Making substantial changes to a document also becomes much easier when it is structured properly, and maintained in an editing environment which handles that structure. If you were writing a textbook and decided that you had to move the current chapter 8 forwards to follow on from chapter 3, it is far easier if you can let the app handle all the changes required to implement that.

Even relatively minor operations, such as changing the font or size of text used to style chapter or section titles, are made much simpler if your editing app knows which headings are chapter titles, and which are section headings. Again, making such changes manually is tedious and prone to error. This is a common fault in untrained users of Microsoft Word who do not set up and apply styles to different types of text content, but format each heading, etc., individually.

There are more specific circumstances in which text has to be structured very carefully. This usually applies to most technical documents, such as methods which are required for compliance with standards, anything scientific or engineering, many textbooks, catalogues, documents assembled from database content, and anything which needs to be stored in structured form (e.g. in a database).

Which format should I use?

There is neither a perfect format for every purpose, nor is any document editor perfect. Each format has its strengths and uses, and its disadvantages. There is also a very strong link between the editor and format.

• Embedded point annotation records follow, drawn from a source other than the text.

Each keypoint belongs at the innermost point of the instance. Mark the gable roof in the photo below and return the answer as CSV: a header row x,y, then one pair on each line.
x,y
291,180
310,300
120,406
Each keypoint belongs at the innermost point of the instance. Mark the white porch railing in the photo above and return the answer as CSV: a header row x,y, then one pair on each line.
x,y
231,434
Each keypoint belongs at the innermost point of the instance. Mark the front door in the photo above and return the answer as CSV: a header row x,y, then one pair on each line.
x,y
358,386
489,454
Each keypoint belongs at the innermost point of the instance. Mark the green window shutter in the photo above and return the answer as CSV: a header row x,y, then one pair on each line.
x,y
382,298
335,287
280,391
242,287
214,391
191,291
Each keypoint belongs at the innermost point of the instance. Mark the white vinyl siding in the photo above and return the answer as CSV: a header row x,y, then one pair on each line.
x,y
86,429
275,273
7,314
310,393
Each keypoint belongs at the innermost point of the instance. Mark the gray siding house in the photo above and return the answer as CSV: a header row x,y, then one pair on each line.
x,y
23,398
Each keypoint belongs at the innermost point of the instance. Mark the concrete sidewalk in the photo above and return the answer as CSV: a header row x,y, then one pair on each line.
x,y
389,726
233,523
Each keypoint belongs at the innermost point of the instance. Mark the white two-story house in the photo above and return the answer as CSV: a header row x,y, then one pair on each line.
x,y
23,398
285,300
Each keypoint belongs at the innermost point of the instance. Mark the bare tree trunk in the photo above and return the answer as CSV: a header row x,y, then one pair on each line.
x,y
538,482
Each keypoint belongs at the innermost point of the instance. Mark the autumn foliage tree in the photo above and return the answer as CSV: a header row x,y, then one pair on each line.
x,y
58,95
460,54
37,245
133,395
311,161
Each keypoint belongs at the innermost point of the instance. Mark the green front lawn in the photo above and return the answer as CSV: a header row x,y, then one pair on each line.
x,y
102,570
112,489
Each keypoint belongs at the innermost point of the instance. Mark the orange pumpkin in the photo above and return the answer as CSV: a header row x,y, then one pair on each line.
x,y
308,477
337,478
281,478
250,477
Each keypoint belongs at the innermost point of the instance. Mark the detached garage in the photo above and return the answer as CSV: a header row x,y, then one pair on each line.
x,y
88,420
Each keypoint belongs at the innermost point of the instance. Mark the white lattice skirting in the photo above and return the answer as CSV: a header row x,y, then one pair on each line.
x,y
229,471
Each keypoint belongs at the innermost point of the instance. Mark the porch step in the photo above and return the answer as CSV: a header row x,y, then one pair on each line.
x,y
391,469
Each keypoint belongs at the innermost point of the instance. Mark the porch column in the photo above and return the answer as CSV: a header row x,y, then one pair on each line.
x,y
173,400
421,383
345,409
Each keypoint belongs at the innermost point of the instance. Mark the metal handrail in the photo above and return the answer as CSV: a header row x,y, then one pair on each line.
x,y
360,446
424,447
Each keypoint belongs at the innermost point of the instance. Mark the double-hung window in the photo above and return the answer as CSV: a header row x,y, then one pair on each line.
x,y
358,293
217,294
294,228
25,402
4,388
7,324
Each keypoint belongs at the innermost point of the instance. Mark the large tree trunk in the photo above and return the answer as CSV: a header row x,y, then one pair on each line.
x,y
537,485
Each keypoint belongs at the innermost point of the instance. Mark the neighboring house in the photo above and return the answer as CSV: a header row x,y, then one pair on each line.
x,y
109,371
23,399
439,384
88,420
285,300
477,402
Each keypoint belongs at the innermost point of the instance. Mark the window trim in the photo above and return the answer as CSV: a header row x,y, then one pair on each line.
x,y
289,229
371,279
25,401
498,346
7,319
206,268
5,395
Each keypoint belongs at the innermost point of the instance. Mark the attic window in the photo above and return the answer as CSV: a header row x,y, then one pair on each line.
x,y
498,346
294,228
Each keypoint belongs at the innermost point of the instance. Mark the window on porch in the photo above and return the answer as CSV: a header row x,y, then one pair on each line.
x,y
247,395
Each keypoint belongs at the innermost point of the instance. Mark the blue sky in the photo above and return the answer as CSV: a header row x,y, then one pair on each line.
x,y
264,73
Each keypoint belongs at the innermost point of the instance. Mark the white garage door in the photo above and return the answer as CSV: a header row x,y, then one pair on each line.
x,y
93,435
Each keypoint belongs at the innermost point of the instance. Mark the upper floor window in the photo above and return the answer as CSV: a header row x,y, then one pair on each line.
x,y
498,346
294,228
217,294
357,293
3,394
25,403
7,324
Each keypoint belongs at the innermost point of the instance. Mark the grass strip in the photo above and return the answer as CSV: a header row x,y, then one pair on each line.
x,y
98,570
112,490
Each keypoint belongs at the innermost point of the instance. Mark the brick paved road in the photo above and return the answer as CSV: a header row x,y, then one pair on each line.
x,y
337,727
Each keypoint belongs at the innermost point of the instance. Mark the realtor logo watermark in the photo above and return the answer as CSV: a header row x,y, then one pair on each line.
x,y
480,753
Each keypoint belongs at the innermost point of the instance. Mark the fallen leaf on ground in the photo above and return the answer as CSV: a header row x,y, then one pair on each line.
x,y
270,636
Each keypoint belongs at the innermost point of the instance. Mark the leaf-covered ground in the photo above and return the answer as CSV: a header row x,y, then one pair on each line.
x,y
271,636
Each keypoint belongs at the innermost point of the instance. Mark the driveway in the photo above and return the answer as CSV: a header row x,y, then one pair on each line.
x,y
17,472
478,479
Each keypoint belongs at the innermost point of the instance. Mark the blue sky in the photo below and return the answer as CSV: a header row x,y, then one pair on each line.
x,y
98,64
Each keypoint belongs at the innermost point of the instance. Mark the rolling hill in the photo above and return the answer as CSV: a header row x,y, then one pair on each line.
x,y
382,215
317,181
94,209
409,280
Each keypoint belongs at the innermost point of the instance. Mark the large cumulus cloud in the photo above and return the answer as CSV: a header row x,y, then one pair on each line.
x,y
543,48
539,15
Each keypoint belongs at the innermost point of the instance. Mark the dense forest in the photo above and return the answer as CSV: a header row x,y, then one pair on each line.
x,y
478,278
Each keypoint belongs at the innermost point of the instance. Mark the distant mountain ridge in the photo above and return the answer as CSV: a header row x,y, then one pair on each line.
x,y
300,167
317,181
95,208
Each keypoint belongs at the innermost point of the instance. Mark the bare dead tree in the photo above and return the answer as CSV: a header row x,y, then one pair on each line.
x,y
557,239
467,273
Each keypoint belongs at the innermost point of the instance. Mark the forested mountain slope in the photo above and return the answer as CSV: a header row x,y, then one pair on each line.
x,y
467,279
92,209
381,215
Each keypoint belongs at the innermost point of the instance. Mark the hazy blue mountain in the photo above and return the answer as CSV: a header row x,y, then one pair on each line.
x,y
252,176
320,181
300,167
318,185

Most important considerations include:

  • required output format(s) ((X)HTML for the web, PDF for publishing, ePub for electronic books),
  • need to structure content (for retrieval, databases),
  • control over layout (pagination, typography),
  • non-text content (figures, tables, audio, movies, links),
  • extensions (indexing, tables of contents, footnotes, references, cross-references),
  • collaboration and mobility (platforms, annotation and editorial tools),
  • linked content, e.g. from a database,
  • industry or corporate policy (see below),
  • personal preference.

In many situations, a job or organisation will require that all text-containing documents are edited in a common format, often using the same app, normally Microsoft Word. Although Apple used to maintain all its technical documentation in Word, it is by no means the best solution for many documents. Requiring anyone to use a single tool for all types of text documents is as senseless as limiting every tradesman (electricians, carpenters, plumbers, etc.) to using one common tool such as a hammer.

What is important is ensuring that those who need to read the document source can work with a common format. That is not difficult, even if they use different platforms and apps.

XML

In theory, XML should be the only format that any of us uses, as it is so versatile and capable.

Extensible Markup Language (XML, Wikpedia) was derived from an even more generic and powerful system, Standard Generalised Markup Language (SGML), which had proved itself a little too general for common use by normal mortals. SGML is still supported by Adobe’s venerable FrameMaker technical publishing platform, which is no longer available for OS X.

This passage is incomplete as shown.